Let's look at a few real-life examples that demonstrate how healthcare providers use AI to optimize medical processes, reduce errors, and identify high-risk patients:

  • IBM Watson for Oncology. IBM Watson analyzes patient medical records and compares them against an extensive database of medical literature to recommend personalized treatment options for cancer patients.
  • Oracle Health. This system relies on AI to help providers manage electronic health records. Oracle Health enhances data accuracy and improves patient care coordination.
  • Google DeepMind Health. The DeepMind system uses AI to analyze retinal scans and detect early signs of eye diseases like diabetic retinopathy and age-related macular degeneration.
  • PathAI. This AI system identifies patterns and anomalies in tissue samples, aiding in the diagnosis of cancer and other diseases.
  • Philips' HealthSuite Digital Platform. This platform uses AI to monitor patients' vital signs remotely to reduce hospital readmissions and provide on-the-spot medical guidance. 
  • Aidoc. The Aidoc system assists radiologists by prioritizing critical cases and providing real-time insights by analyzing medical images.
  • Healthily. The Healthily platform is an AI-based medical chatbot that offers symptom checking and medical advice. Users also rely on Healthily to schedule appointments and inquire about upcoming doctor visits. 
  • Zebra Medical Vision. This AI system analyzes medical images such as X-rays, CT scans, and MRIs. Zebra reliably detects a wide range of conditions, including fractures, lung diseases, and cardiovascular issues.
  • Tempus. Tempus analyzes clinical and molecular data to provide personalized treatment recommendations for cancer patients. The platform helps oncologists tailor treatment plans based on each patient's specific genetic profile.
  • Olive AI. This AI system automates repetitive administrative tasks in healthcare. Hospitals use Olive AI to streamline insurance verifications, claims processing, and various authorization procedures.

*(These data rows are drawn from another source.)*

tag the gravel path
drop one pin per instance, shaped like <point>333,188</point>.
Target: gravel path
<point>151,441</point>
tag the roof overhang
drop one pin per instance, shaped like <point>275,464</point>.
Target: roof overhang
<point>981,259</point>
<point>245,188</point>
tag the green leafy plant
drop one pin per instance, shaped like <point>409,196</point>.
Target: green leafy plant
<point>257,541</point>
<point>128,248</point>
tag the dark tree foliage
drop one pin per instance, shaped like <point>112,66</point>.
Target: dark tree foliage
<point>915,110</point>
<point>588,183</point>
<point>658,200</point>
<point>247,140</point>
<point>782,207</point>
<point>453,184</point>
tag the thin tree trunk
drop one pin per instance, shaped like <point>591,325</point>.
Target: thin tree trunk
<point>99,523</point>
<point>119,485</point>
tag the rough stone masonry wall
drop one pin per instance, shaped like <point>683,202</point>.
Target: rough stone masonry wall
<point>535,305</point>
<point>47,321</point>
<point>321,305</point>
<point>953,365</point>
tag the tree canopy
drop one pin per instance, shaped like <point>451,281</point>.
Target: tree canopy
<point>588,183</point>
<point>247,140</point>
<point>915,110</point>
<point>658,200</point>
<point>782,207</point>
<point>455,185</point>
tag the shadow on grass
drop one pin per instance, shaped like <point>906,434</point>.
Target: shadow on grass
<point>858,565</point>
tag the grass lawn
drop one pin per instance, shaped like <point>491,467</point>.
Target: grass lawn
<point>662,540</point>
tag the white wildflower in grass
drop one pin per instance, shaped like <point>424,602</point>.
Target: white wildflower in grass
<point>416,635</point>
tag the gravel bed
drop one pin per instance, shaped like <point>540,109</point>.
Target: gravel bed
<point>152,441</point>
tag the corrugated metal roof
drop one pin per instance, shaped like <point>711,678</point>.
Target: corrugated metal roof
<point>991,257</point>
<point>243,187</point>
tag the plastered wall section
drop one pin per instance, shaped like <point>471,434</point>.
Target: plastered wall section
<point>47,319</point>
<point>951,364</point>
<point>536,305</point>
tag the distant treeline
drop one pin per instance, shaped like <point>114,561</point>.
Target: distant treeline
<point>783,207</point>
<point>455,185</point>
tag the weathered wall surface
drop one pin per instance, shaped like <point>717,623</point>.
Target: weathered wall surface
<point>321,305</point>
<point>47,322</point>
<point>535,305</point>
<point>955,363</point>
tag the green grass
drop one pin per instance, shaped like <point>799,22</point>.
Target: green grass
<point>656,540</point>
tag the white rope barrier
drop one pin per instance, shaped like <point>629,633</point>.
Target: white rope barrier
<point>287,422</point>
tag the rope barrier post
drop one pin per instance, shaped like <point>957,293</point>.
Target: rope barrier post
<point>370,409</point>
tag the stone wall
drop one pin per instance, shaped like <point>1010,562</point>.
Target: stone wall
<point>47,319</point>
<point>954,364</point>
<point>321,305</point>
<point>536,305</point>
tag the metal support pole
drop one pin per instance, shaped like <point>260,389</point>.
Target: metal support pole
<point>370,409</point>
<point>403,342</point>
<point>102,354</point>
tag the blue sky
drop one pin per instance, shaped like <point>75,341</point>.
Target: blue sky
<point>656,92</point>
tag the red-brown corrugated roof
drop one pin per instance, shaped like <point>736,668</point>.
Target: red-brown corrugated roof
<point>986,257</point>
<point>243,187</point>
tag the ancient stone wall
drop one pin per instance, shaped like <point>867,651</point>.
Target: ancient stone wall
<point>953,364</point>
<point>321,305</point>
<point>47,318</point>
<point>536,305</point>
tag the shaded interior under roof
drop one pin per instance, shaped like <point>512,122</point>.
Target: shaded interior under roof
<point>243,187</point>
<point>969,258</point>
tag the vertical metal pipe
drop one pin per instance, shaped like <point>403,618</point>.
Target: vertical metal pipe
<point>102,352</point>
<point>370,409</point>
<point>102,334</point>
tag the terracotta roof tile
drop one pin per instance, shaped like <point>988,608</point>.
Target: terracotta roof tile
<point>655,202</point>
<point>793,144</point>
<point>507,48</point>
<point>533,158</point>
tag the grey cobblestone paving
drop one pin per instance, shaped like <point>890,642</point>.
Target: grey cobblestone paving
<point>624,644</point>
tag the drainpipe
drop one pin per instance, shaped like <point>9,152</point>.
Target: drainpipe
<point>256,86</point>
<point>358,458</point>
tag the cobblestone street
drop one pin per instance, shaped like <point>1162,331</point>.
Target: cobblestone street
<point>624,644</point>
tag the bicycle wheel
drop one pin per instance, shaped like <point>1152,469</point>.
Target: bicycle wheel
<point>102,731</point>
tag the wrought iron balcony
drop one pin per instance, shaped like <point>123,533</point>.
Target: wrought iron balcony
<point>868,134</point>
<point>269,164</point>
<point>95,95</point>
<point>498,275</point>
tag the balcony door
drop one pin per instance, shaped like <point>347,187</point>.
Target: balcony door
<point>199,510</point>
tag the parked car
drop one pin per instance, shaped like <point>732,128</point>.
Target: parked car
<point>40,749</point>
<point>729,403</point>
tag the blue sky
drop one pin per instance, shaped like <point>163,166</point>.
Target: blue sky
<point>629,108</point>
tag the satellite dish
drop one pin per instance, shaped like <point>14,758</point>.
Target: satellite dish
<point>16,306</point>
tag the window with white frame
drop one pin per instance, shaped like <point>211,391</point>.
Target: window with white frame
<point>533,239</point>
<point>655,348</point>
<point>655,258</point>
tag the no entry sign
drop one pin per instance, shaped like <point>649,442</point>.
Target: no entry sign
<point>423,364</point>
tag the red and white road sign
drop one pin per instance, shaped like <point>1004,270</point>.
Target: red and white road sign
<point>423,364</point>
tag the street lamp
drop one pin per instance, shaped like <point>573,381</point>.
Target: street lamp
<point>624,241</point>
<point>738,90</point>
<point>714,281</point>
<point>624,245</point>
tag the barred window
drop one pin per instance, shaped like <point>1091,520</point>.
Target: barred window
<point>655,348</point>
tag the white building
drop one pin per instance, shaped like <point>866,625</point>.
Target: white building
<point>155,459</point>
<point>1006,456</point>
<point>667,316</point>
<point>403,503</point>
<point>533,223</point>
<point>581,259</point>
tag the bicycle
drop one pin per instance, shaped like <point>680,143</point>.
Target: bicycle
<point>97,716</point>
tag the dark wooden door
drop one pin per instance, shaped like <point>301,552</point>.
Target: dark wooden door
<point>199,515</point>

Want to learn about AI applications outside of healthcare? Check out our article on artificial intelligence examples to see the most common AI use cases across different industries. 

The AI Revolution in Healthcare is Already in Full Swing

From revolutionizing diagnostics and drug discovery to enhancing surgical precision and therapy planning, AI's impact on medical practices is already evident. Healthcare arguably stands to benefit the most from AI adoption out of all major industries, so expect AI-powered systems to become a fundamental part of high-end medical care in the coming years.